The government of Canada has announced an investment of CAD 185 million ($148 million approx.) over the next ten years into developing and implementing farming practices to tackle climate change.
The new Agricultural Climate Solutions (ACS) programme aims to establish a Canada-wide network of regional collaborations led by farmers, with support from scientists and other sectoral stakeholders.
Together, they will co-develop and share management practices that best store carbon and mitigate climate change including shelterbelts, nutrient management, cover crops, intercropping and conversion of marginal land to permanent cover. As a result, the work will help protect biodiversity, as well as improve water and soil quality, in an effort to build climate resiliency across Canada.
The programme is in response to the worsening climate impacts and increasing risk of wildfires and extreme weather that farmers are facing.
To be eligible for the ACS programme, applicants must form a large network of partnerships within a province, including with agricultural non-profits and environmental groups.
The programme will proceed in two phases, the first launching in April which aims to support the development of proposals focused on regional collaboration hubs. The aim is for every province in Canada to have at least one collaboration hub.
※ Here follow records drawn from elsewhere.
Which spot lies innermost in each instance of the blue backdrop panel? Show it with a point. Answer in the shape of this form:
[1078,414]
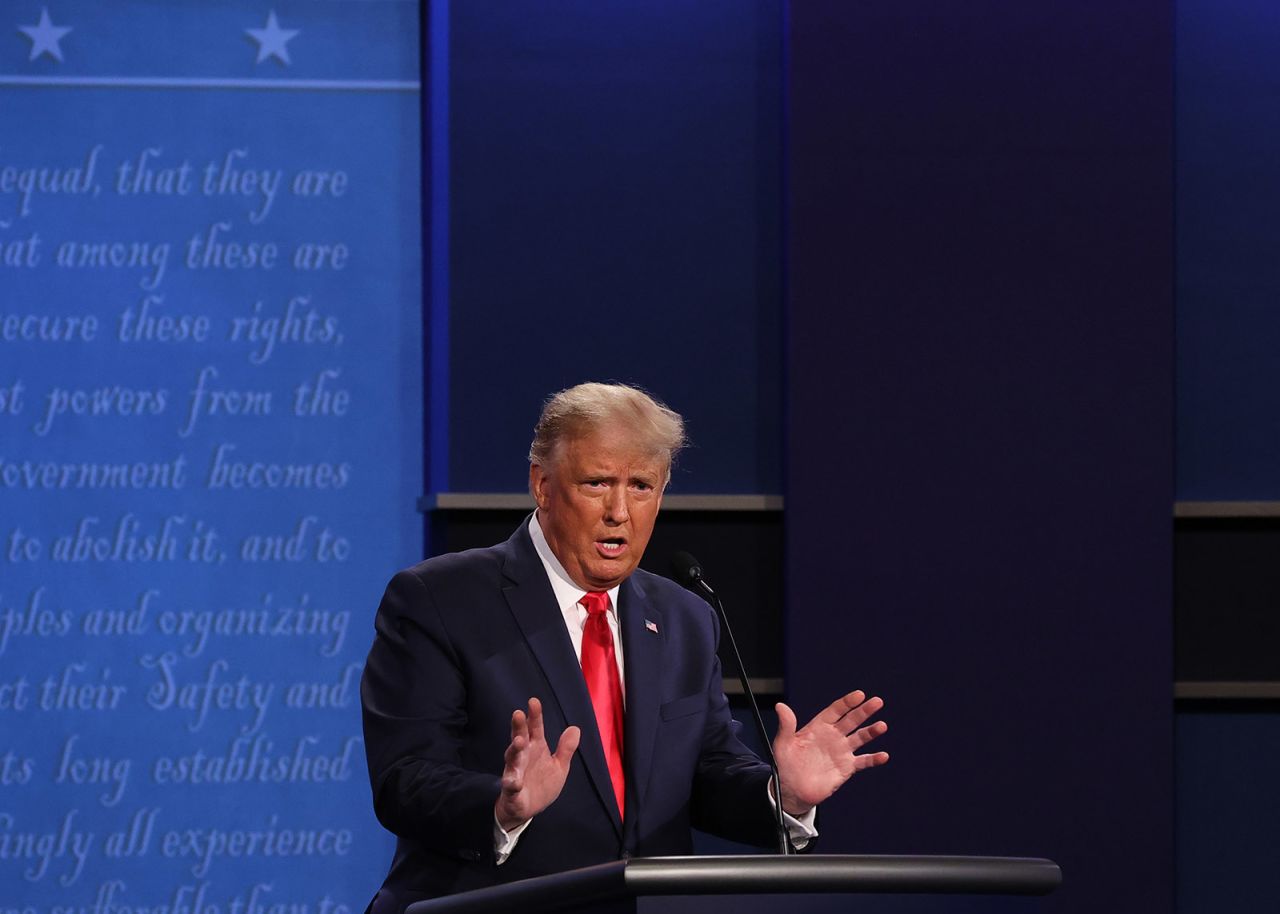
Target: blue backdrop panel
[1228,191]
[616,214]
[209,443]
[986,279]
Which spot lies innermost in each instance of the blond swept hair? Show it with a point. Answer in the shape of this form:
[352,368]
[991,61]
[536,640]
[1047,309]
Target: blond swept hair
[581,410]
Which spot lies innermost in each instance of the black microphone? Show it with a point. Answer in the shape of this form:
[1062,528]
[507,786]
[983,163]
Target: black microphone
[689,574]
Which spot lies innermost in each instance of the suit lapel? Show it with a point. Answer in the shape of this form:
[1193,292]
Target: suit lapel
[643,657]
[533,603]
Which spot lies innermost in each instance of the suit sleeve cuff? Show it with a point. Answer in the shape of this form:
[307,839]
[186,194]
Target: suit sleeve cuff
[504,842]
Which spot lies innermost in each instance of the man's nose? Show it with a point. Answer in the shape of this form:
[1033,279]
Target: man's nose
[616,507]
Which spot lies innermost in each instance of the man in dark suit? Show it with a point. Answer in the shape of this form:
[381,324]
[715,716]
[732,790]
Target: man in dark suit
[627,741]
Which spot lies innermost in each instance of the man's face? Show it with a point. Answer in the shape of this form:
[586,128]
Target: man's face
[597,505]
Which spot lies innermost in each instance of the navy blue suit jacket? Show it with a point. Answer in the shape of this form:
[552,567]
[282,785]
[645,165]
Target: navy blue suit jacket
[462,640]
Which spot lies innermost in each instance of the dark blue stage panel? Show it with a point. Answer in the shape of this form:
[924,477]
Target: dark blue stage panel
[1228,192]
[210,297]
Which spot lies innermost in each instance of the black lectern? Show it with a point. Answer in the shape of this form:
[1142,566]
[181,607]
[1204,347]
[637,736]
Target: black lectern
[630,885]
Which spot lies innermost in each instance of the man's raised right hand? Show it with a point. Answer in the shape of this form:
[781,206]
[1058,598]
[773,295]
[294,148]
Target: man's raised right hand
[531,776]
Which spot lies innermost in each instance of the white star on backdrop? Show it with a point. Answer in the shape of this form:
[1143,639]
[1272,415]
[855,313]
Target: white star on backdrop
[272,40]
[45,36]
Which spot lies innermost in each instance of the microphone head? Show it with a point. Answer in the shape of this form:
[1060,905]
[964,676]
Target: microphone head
[685,569]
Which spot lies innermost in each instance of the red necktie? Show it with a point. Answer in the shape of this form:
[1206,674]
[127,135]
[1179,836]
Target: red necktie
[600,671]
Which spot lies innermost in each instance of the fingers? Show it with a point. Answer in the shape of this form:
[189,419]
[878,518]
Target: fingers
[535,721]
[841,707]
[786,722]
[567,745]
[869,761]
[860,737]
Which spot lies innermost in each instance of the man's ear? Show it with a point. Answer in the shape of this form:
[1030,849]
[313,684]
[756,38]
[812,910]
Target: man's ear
[538,484]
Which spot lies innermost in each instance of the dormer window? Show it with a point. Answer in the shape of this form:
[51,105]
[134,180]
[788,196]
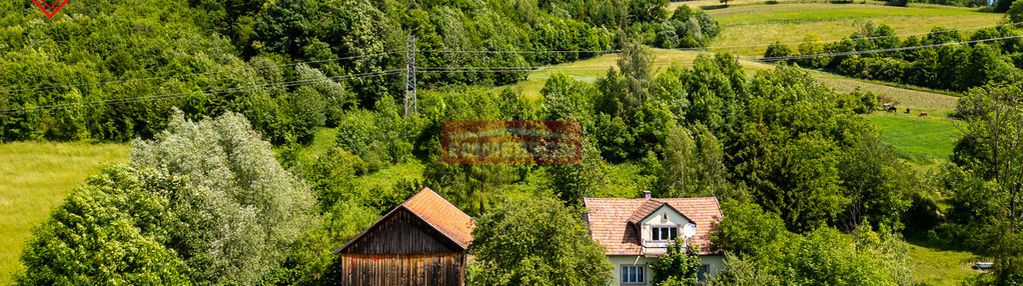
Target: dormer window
[663,233]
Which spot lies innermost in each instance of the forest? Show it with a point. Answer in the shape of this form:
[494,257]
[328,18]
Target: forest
[220,98]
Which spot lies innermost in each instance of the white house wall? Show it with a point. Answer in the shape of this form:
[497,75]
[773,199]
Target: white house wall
[657,220]
[715,265]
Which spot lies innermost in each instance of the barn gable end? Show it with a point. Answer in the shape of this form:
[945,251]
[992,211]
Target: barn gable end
[401,232]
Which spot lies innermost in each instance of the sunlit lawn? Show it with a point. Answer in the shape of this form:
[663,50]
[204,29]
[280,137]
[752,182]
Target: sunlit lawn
[748,30]
[34,179]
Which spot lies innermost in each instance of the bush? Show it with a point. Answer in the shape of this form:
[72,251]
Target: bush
[535,242]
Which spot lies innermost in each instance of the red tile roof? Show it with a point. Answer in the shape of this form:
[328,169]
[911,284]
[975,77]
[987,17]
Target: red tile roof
[610,221]
[442,216]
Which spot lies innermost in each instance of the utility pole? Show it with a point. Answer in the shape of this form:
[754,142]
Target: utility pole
[410,77]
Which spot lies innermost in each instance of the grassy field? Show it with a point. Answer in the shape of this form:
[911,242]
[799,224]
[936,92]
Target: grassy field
[35,179]
[748,30]
[924,140]
[936,267]
[591,69]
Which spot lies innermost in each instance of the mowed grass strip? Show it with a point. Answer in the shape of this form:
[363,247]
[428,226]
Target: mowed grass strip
[593,68]
[925,140]
[748,30]
[916,100]
[34,179]
[937,267]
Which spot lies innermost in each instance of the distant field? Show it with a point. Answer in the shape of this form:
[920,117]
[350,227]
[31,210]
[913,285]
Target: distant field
[917,100]
[593,68]
[748,30]
[924,140]
[935,267]
[34,179]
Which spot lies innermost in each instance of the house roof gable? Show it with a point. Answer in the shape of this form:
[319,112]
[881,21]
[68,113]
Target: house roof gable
[609,221]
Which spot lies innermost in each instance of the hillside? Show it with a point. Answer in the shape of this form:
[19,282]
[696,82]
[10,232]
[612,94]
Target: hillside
[747,30]
[37,176]
[315,90]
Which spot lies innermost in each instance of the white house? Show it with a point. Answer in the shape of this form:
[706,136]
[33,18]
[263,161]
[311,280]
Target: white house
[635,232]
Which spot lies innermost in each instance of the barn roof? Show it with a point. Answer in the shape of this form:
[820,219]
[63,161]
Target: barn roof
[436,211]
[442,216]
[611,220]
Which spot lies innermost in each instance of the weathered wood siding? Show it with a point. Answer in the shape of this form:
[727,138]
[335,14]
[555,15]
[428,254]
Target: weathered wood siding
[402,233]
[402,249]
[434,269]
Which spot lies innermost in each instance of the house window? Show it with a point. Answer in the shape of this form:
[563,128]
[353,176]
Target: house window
[702,273]
[664,233]
[632,275]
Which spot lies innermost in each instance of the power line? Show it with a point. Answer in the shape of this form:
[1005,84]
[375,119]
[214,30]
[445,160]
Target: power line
[193,74]
[183,94]
[776,58]
[863,38]
[519,51]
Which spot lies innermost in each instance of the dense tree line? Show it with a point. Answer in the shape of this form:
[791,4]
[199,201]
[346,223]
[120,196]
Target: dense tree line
[942,63]
[774,141]
[114,69]
[203,203]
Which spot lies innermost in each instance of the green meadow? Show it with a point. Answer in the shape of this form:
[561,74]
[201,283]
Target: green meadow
[34,179]
[748,30]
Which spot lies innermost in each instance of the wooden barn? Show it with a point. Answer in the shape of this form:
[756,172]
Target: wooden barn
[423,241]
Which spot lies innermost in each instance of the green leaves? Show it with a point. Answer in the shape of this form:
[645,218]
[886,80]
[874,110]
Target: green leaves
[110,231]
[535,242]
[677,267]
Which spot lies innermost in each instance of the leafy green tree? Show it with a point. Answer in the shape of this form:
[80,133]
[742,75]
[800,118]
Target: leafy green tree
[777,49]
[879,187]
[283,27]
[110,231]
[679,266]
[988,159]
[693,165]
[535,242]
[577,181]
[237,186]
[1015,12]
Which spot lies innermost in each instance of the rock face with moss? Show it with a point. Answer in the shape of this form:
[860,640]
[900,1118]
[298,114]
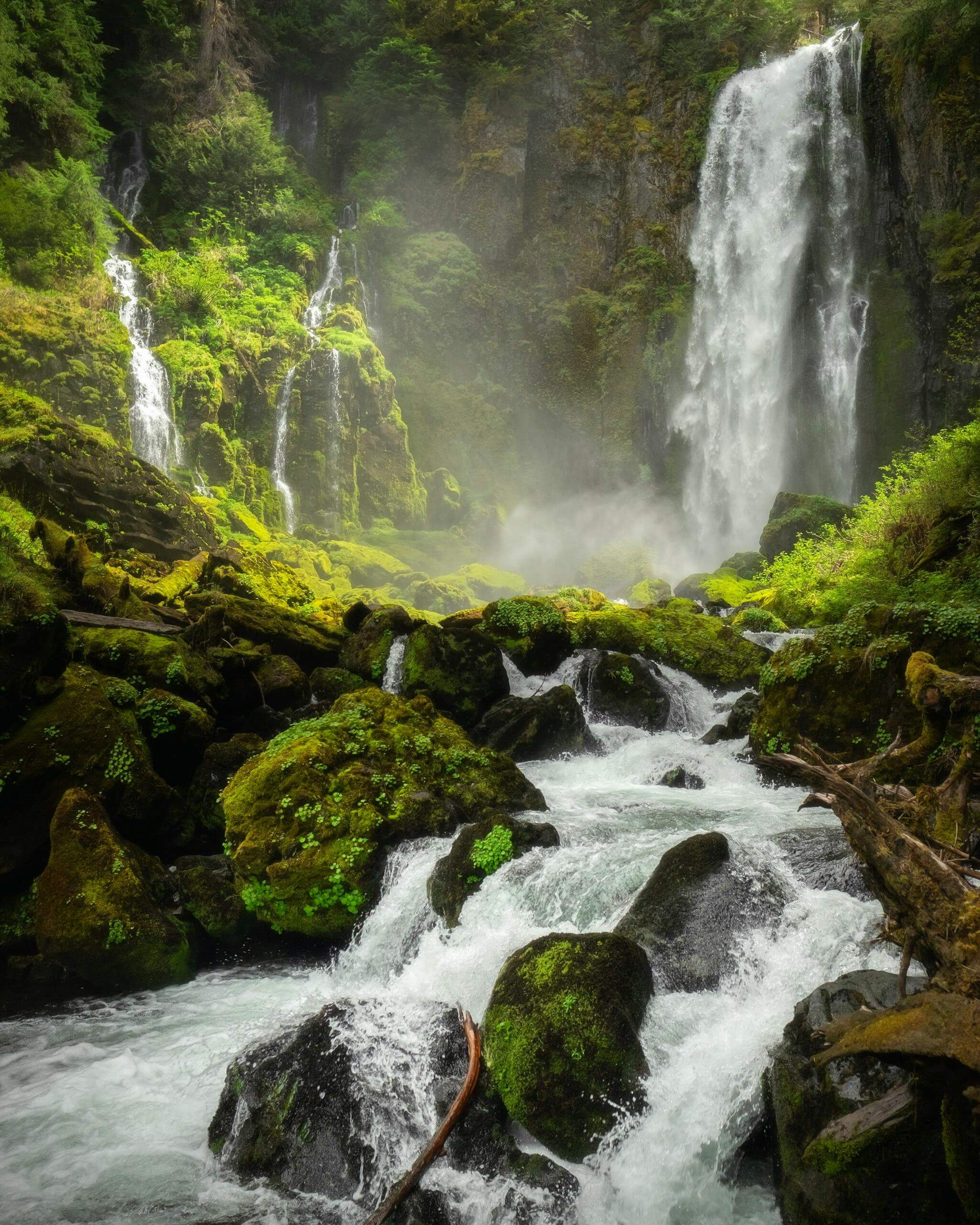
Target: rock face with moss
[477,853]
[859,1140]
[691,912]
[797,516]
[538,728]
[310,819]
[460,670]
[560,1037]
[102,906]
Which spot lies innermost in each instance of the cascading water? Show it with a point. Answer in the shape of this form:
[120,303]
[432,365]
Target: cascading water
[155,435]
[104,1105]
[778,320]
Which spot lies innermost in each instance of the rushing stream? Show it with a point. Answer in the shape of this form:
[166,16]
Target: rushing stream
[106,1104]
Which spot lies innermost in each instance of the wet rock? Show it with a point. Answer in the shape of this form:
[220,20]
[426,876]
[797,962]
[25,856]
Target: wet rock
[102,906]
[477,853]
[694,908]
[859,1140]
[327,684]
[309,821]
[824,860]
[623,690]
[210,895]
[531,631]
[461,672]
[537,728]
[283,683]
[795,516]
[560,1037]
[367,653]
[679,777]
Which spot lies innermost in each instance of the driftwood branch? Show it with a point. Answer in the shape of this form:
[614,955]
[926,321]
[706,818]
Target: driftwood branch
[435,1146]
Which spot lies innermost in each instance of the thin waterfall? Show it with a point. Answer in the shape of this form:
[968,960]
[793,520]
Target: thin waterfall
[778,322]
[155,435]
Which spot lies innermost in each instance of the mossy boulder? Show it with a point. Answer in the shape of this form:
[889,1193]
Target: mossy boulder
[531,630]
[859,1140]
[795,516]
[702,646]
[212,897]
[310,819]
[85,735]
[691,912]
[327,684]
[561,1037]
[623,690]
[444,502]
[477,853]
[537,728]
[101,906]
[312,641]
[367,653]
[461,672]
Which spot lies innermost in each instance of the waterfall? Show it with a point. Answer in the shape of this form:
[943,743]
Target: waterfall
[155,435]
[778,322]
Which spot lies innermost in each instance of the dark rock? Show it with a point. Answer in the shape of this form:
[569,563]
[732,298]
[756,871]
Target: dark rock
[498,841]
[824,860]
[797,516]
[283,683]
[858,1140]
[327,684]
[680,778]
[561,1037]
[461,672]
[691,912]
[623,690]
[367,653]
[210,895]
[537,728]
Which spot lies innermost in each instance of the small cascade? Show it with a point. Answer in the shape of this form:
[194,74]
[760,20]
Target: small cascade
[392,679]
[780,314]
[278,449]
[155,435]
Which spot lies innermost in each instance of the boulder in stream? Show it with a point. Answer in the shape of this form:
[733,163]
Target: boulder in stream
[561,1037]
[858,1140]
[538,728]
[691,912]
[477,853]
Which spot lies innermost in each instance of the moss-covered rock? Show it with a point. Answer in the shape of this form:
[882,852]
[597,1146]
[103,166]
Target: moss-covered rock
[623,690]
[309,820]
[690,913]
[537,728]
[477,853]
[367,653]
[313,642]
[560,1037]
[212,897]
[859,1140]
[85,735]
[798,515]
[461,672]
[702,646]
[100,909]
[531,630]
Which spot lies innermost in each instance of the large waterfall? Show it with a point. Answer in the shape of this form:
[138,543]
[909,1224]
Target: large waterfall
[155,435]
[778,320]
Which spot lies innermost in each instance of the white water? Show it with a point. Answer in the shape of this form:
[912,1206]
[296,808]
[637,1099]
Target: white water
[104,1105]
[392,680]
[155,435]
[778,319]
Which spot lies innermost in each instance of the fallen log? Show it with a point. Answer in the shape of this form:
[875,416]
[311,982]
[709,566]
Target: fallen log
[74,616]
[435,1146]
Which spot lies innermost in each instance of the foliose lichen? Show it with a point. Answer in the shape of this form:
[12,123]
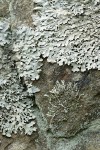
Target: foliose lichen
[68,32]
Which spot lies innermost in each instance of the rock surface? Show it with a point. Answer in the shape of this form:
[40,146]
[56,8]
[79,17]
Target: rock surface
[67,108]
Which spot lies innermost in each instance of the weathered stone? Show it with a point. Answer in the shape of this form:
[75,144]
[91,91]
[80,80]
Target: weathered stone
[70,111]
[67,108]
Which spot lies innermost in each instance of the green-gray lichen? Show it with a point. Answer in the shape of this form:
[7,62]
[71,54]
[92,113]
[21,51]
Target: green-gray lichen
[68,33]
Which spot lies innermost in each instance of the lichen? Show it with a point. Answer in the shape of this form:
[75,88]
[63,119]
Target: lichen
[4,32]
[68,33]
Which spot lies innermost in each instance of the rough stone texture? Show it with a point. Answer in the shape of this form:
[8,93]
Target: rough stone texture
[67,108]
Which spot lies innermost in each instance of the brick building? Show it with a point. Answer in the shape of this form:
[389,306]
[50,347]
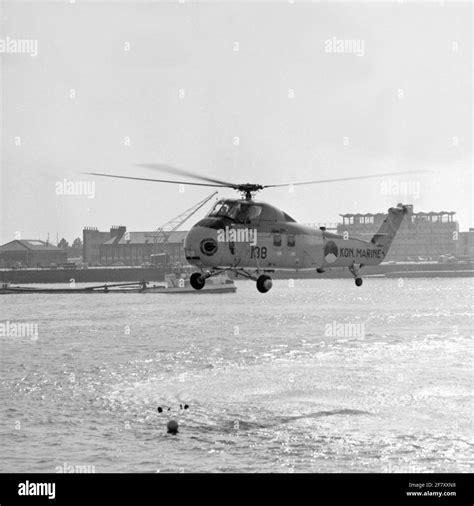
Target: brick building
[30,253]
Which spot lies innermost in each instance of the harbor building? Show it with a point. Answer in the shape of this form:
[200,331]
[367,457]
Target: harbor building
[466,244]
[92,239]
[422,235]
[30,253]
[119,247]
[138,248]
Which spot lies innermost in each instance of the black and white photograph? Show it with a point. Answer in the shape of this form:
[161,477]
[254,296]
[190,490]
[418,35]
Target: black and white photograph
[236,249]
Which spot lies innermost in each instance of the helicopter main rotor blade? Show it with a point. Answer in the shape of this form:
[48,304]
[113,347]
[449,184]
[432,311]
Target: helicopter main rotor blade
[346,178]
[181,172]
[156,180]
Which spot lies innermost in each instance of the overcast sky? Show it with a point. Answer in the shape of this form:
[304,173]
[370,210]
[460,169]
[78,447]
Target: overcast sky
[247,92]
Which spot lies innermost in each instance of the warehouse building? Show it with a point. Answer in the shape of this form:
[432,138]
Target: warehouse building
[92,239]
[30,253]
[119,247]
[138,248]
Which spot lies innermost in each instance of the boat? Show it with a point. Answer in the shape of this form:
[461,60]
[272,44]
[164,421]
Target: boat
[172,284]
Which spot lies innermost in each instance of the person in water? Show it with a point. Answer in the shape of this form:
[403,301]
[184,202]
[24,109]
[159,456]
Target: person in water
[160,409]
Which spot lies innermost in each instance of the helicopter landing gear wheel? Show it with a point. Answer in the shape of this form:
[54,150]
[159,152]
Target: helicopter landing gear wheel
[196,281]
[264,283]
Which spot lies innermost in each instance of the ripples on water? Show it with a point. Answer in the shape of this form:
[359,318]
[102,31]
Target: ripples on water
[268,389]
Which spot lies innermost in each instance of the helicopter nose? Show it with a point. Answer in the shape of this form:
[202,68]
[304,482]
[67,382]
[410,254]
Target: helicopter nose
[200,245]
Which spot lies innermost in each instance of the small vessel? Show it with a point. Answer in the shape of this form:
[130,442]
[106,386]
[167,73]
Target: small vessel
[172,284]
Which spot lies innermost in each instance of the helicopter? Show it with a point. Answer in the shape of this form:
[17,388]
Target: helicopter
[253,239]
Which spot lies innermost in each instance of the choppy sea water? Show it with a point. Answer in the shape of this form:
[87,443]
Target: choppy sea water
[276,382]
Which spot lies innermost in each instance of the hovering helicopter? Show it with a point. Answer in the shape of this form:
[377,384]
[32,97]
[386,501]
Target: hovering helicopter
[252,239]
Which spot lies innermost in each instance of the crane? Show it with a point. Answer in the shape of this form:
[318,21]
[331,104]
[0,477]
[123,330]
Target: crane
[162,234]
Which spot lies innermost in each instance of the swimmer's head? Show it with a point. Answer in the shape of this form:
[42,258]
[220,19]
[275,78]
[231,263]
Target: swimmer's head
[172,427]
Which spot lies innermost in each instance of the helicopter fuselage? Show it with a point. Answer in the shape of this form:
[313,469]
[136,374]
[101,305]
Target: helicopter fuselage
[244,234]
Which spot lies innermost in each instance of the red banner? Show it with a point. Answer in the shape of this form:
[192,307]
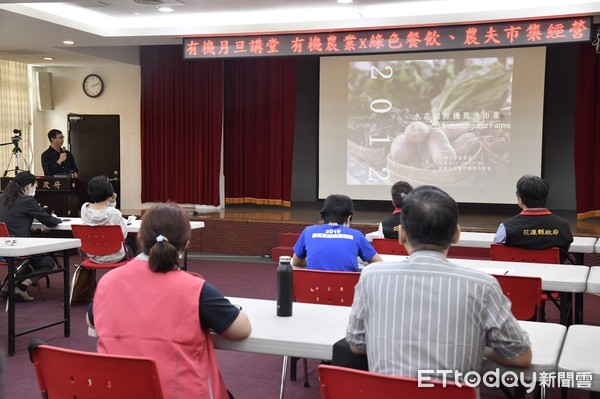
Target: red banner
[491,35]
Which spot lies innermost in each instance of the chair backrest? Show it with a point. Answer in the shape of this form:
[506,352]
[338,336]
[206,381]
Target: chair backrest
[324,287]
[343,383]
[99,240]
[516,254]
[4,230]
[525,294]
[388,246]
[66,373]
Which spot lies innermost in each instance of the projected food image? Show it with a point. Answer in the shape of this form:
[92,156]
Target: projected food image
[439,121]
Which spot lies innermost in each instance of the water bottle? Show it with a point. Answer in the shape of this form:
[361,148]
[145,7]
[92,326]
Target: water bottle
[284,287]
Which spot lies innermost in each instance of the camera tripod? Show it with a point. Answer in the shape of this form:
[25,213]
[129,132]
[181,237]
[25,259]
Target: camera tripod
[15,154]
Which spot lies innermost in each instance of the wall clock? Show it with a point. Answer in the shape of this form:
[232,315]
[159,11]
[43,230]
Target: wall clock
[93,85]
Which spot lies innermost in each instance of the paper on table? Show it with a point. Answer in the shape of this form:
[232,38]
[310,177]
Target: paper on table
[492,270]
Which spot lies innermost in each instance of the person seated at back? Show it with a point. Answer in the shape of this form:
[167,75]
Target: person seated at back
[152,308]
[103,212]
[388,228]
[333,245]
[426,313]
[535,227]
[18,208]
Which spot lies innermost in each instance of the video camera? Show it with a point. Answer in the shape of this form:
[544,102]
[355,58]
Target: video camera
[16,136]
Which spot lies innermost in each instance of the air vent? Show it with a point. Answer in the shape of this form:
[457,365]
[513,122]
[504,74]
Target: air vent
[150,2]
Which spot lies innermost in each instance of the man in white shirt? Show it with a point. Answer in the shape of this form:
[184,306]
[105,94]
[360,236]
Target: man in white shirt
[426,313]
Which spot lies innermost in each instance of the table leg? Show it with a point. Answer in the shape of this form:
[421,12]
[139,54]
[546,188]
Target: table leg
[566,303]
[578,308]
[283,377]
[11,305]
[66,294]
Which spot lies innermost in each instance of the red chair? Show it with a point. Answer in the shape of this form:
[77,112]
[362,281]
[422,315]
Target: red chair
[97,240]
[321,287]
[65,373]
[346,383]
[525,294]
[516,254]
[388,246]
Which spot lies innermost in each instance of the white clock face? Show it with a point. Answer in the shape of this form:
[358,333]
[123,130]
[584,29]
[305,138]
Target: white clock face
[93,85]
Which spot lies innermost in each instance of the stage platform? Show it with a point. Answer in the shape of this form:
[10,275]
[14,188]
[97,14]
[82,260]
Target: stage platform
[254,230]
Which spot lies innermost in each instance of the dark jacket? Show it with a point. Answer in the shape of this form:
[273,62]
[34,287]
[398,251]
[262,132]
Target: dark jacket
[19,217]
[539,229]
[51,168]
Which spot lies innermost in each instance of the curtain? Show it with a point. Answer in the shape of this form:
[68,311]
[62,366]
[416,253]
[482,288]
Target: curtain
[260,103]
[181,126]
[587,131]
[14,103]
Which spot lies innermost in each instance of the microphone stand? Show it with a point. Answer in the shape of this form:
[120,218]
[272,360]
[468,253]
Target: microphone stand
[15,153]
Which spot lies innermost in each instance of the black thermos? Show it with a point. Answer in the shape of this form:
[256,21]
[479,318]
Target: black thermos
[284,287]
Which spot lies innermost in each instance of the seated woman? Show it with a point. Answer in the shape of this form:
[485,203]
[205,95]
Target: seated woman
[333,245]
[18,208]
[102,212]
[150,307]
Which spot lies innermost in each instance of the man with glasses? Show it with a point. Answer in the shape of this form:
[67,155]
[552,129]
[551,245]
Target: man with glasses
[56,160]
[535,227]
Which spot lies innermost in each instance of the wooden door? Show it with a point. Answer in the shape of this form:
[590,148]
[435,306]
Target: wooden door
[94,141]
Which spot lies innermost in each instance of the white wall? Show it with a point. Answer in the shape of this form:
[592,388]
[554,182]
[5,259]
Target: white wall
[121,97]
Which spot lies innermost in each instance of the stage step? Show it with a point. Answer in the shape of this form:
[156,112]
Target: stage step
[281,251]
[286,245]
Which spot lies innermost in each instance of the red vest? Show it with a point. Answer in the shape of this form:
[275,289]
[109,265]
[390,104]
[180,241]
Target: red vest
[141,313]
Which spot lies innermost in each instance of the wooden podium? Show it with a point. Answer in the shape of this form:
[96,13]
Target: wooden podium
[60,194]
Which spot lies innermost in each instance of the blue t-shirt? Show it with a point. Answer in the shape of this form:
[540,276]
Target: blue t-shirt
[333,247]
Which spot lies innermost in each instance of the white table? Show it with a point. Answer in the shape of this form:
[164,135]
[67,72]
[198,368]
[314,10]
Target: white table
[593,284]
[470,239]
[313,329]
[555,277]
[133,227]
[16,247]
[310,332]
[546,343]
[580,353]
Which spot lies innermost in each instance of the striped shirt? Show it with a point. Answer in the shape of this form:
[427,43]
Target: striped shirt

The programme’s second phase will open as early as Autumn 2021, in which hubs can receive funding support of up to $10 million per project.
“Our government is working in partnership with farmers to develop and deploy the best practices that will fight climate change, protect our lands and waters, and deliver important economic benefits to farmers,” said Marie-Claude Bibeau, Minister of Agriculture and Agri-Food.
“With significant regional collaborations from coast-to-coast, Agricultural Climate Solutions puts farmers at the helm of steering Canadian agriculture towards a climate resilient future for the generations to come.”
Earlier this year, the government announced a $128 million investment into the Canadian Food Inspection Agency to strengthen the safety of its food supply.